Niedogodnością dla użytkownika prywatnego, a zagrożeniem dla firmy, może być brak dostępności usługi i przechowywanych w niej danych . Może to być spowodowane awarią (częściej) albo atakiem przestępców na serwery firmy, czasami z przyczyn politycznych, czasami dla szantażu. Ponieważ żadna firma nie przyzna się, że opłaca się ją szantażować, wiadomo tylko że takie incydenty się zdarzają, chociaż, według branżowych raportów, coraz rzadziej . Jednak brak dostępu do poczty czy oprogramowania biznesowego sparaliżuje działalność firmy i to ryzyko trzeba brać pod uwagę zanim zmigruje się firmę na zewnętrzną aplikację.
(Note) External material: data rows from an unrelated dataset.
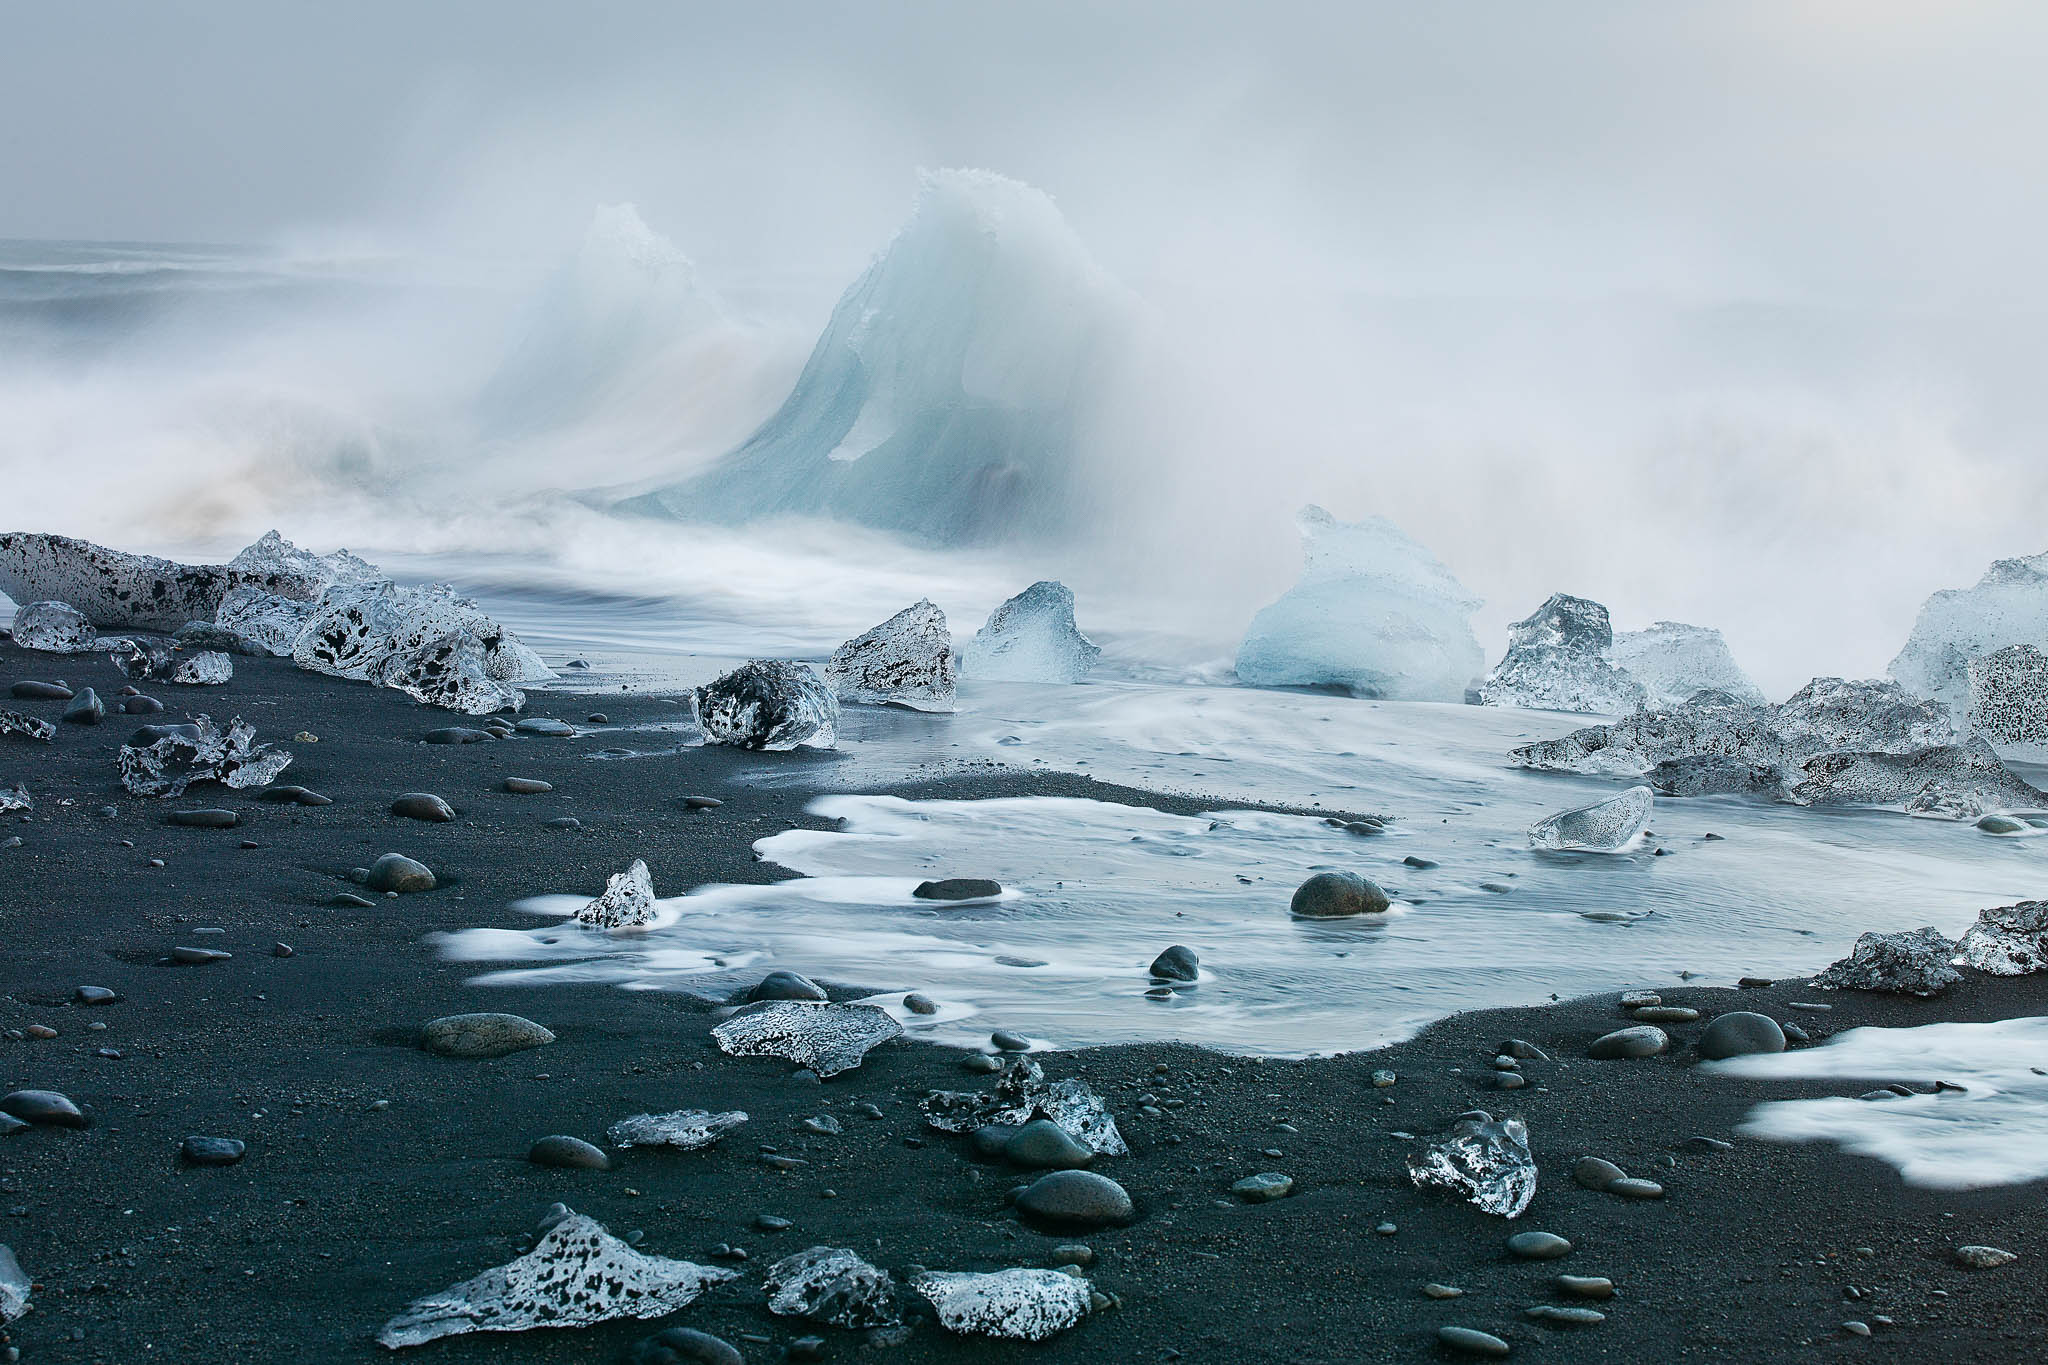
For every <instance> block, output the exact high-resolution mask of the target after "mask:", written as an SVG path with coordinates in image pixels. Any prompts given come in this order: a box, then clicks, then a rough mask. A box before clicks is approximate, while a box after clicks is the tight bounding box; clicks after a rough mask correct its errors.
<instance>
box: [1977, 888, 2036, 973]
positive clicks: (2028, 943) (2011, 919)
mask: <svg viewBox="0 0 2048 1365" xmlns="http://www.w3.org/2000/svg"><path fill="white" fill-rule="evenodd" d="M1956 956H1958V958H1962V960H1964V962H1966V964H1968V966H1974V968H1976V970H1978V972H1991V974H1993V976H2028V974H2032V972H2048V900H2021V902H2019V905H2001V907H1997V909H1993V911H1978V913H1976V923H1974V925H1970V927H1968V929H1964V933H1962V939H1958V941H1956Z"/></svg>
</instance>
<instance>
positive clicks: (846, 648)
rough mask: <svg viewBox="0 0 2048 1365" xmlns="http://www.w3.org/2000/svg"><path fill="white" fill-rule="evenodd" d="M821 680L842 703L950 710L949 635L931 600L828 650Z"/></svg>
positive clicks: (950, 689) (949, 671) (951, 694)
mask: <svg viewBox="0 0 2048 1365" xmlns="http://www.w3.org/2000/svg"><path fill="white" fill-rule="evenodd" d="M825 681H829V684H831V690H834V692H836V694H838V698H840V700H842V702H852V704H856V706H889V704H895V706H907V708H911V710H952V632H950V630H948V628H946V614H944V612H940V610H938V608H936V606H932V602H930V598H926V600H922V602H918V604H915V606H907V608H903V610H901V612H897V614H895V616H891V618H889V620H885V622H883V624H879V626H874V628H872V630H866V632H864V634H856V636H854V639H850V641H846V643H844V645H840V647H838V649H834V651H831V661H829V663H827V665H825Z"/></svg>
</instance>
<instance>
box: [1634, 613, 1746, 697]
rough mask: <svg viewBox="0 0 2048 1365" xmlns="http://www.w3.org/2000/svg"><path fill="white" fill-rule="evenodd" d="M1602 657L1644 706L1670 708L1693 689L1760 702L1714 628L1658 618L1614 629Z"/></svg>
mask: <svg viewBox="0 0 2048 1365" xmlns="http://www.w3.org/2000/svg"><path fill="white" fill-rule="evenodd" d="M1608 661H1610V663H1614V667H1618V669H1622V671H1624V673H1628V675H1630V677H1634V679H1636V681H1638V684H1640V686H1642V694H1645V698H1647V702H1645V704H1647V706H1653V708H1671V706H1677V704H1681V702H1683V700H1688V698H1690V696H1692V694H1694V692H1724V694H1726V696H1733V698H1735V700H1739V702H1743V704H1747V706H1763V700H1765V698H1763V692H1761V690H1759V688H1757V686H1755V684H1753V681H1749V675H1747V673H1743V669H1741V667H1739V665H1737V663H1735V655H1733V653H1729V643H1726V641H1724V639H1722V636H1720V630H1712V628H1708V626H1686V624H1681V622H1675V620H1659V622H1657V624H1655V626H1651V628H1649V630H1620V632H1616V636H1614V645H1612V647H1610V649H1608Z"/></svg>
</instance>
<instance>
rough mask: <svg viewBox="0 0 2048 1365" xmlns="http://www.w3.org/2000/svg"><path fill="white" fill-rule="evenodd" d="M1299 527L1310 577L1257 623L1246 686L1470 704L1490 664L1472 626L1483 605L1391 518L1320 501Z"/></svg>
mask: <svg viewBox="0 0 2048 1365" xmlns="http://www.w3.org/2000/svg"><path fill="white" fill-rule="evenodd" d="M1296 524H1298V526H1300V536H1303V571H1300V581H1298V583H1294V587H1290V589H1288V591H1286V593H1284V596H1282V598H1280V600H1278V602H1274V604H1272V606H1268V608H1264V610H1262V612H1260V614H1257V616H1253V618H1251V626H1249V628H1247V630H1245V639H1243V643H1241V645H1239V647H1237V677H1239V681H1245V684H1249V686H1253V688H1303V686H1311V688H1317V686H1335V688H1346V690H1348V692H1352V694H1356V696H1376V698H1393V700H1403V702H1460V700H1464V690H1466V688H1468V686H1470V681H1473V679H1475V677H1479V673H1481V671H1483V669H1485V665H1487V659H1485V653H1481V649H1479V641H1477V639H1475V636H1473V620H1470V618H1473V612H1477V610H1479V608H1481V606H1483V602H1481V600H1479V598H1475V596H1473V593H1470V591H1466V589H1464V585H1462V583H1460V581H1458V579H1456V577H1452V573H1450V569H1446V567H1444V563H1442V561H1438V557H1436V555H1432V553H1430V551H1427V548H1423V546H1421V544H1419V542H1415V540H1411V538H1409V536H1407V534H1403V530H1401V528H1399V526H1395V524H1393V522H1389V520H1384V518H1366V520H1364V522H1339V520H1337V518H1333V516H1331V514H1327V512H1323V510H1321V508H1315V505H1311V508H1303V512H1300V516H1298V518H1296Z"/></svg>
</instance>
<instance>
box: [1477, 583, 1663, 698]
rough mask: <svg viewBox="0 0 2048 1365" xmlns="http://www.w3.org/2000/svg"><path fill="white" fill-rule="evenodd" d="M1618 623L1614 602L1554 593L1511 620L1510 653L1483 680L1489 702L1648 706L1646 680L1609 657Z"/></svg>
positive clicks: (1481, 686) (1509, 633) (1510, 629)
mask: <svg viewBox="0 0 2048 1365" xmlns="http://www.w3.org/2000/svg"><path fill="white" fill-rule="evenodd" d="M1610 645H1614V626H1612V622H1610V620H1608V608H1604V606H1599V604H1597V602H1591V600H1587V598H1573V596H1569V593H1552V596H1550V600H1548V602H1544V604H1542V606H1540V608H1536V610H1534V612H1530V614H1528V616H1524V618H1522V620H1518V622H1513V624H1511V626H1507V653H1505V655H1501V661H1499V663H1497V665H1493V671H1491V673H1487V677H1485V679H1483V681H1481V684H1479V700H1481V704H1483V706H1520V708H1526V710H1589V712H1610V714H1626V712H1632V710H1636V708H1640V706H1642V702H1645V694H1642V686H1640V684H1638V681H1636V679H1634V677H1630V675H1628V673H1624V671H1620V669H1616V667H1614V665H1612V663H1608V657H1606V655H1608V647H1610Z"/></svg>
Ostatnim niebezpieczeństwem jakie trzeba wziąć pod uwagę są crackerzy , komputerowi przestępcy , przejmujący kontrolę nad kontami czy to dla danych, czy do wykorzystania tych kont do innych celów. Przestępcy dostają się na cudze konta za pomocą phishingu (fałszywych wiadomości o potrzebie zmiany hasła czy aktualizacji danych), zgadywania haseł, czy przechwytywania zalogowanych sesji podczas korzystania z publicznych, niezabezpieczonych sieci bezprzewodowych. Inną drogą kradzieży danych dostępowych do kont w serwisach internetowych są wyspecjalizowane wirusy i robaki, jakimi komputer może się zarazić podczas "zwiedzania" Internetu.

Warto? Warto!

Czy warto więc migrować "w chmurę"? Oczywiście, że tak, ale z zachowaniem ostrożności, ważne zdjęcia czy dokumenty koniecznie trzeba archiwizować też na domowym komputerze, bo mogą nagle zniknąć z Facebooka, Picasy, czy Google Docs. W przypadku firmy, trzeba dobrze przeanalizować regulaminy usług z których chce się skorzystać pod kątem możliwości odzyskania dostępu do zablokowanego konta, oraz zgodności z polskim i europejskim prawodawstwem (zwłaszcza w zakresie ochrony danych osobowych ).

Korzystając z usług w chmurze oszczędzamy czas i pieniądze, jednak zawsze należy liczyć się z tym, że jest to komercyjna usługa, której któregoś dnia może po prostu zabraknąć, tak jak wody w kranie, prądu, czy benzyny na stacji.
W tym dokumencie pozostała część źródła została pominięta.